Among those that may be funded by the swap are the reforestation of three to eight million hectares each year, relocation of families displaced by the recent typhoons, and the refurbishing and/or the building of new schools, hospitals and mass settlements to higher standards, away from geographically hazardous areas.

Loren said international lending institutions and rich, highly developed nations like the US and Japan must also help poor and developing countries like the Philippines grapple with the effects of climate change. She explained that as the primary user of fossil fuel like oil and coal, rich nations have the lion's share in the release of greenhouse gases into the atmosphere, which is blamed for global warming.

"Under my Polluters Must Pay Principle, the international community of nations must press developed countries not only to lower their greenhouse gas emissions, but to contribute financially to a Climate Adaptation Fund," Loren said.

She said that poor countries affected by climate change such as the Maldives, whose coasts are being swamped; Bhutan, which is hounded by perennial flooding and earthquakes; and the Philippines, may tap into the fund.

She pressed immediate action by the Philippines for the 60,000 families living under a mountain of garbage in Lupang Arenda in Taytay, Rizal, the thousands of farmers from Laguna whose farmlands had been flooded and had become part of Laguna de Bay; and the many other Filipinos in Bulacan whose livestock and poultry had been washed away by the flood.

"Farmers in Laguna had been forced to become fisher folks as their lands had come under water.

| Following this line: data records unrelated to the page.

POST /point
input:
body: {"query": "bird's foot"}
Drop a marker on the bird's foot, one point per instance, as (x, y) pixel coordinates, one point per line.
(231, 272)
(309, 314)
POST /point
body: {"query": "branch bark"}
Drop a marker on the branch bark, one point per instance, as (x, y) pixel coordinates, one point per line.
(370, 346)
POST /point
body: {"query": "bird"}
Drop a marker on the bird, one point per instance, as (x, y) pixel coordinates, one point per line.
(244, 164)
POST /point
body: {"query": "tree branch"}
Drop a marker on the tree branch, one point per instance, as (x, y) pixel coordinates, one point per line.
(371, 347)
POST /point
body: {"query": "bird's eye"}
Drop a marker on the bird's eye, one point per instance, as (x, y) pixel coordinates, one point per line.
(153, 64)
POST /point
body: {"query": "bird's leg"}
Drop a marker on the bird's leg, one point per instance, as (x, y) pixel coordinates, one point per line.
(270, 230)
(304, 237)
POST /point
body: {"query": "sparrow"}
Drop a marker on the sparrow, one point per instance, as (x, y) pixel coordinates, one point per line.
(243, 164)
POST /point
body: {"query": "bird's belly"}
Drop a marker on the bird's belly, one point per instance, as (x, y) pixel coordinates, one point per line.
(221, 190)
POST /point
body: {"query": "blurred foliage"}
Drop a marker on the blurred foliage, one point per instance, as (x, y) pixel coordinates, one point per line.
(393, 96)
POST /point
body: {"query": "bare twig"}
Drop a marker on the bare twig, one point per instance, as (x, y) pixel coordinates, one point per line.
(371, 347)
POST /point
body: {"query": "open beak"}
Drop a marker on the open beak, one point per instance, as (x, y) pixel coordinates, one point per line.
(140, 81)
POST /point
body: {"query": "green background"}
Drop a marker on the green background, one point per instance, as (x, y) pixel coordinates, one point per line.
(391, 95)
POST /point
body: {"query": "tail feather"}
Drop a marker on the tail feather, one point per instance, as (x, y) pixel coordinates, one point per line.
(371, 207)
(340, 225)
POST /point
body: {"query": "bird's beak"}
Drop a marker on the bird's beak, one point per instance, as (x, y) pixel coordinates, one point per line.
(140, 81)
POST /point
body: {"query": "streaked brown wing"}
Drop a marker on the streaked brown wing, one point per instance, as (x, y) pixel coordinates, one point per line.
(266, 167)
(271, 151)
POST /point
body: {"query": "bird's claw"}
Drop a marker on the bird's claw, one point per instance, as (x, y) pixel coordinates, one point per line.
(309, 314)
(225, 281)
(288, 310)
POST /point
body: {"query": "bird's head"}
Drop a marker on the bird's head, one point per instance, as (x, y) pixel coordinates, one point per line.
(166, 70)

Such an irony manifests the gravity of our problem," Loren said.

During the Global Humanitarian Forum held last June in Geneva, Switzerland, Loren already presented her concepts on how poor nations can have access to climate adaptation funds, including those culled from the gross domestic products of rich nations.

She recalled the ideas being received enthusiastically by the forum, with UN Undersecretary for Humanitarian Affairs John Holmes describing them as "noble ideas."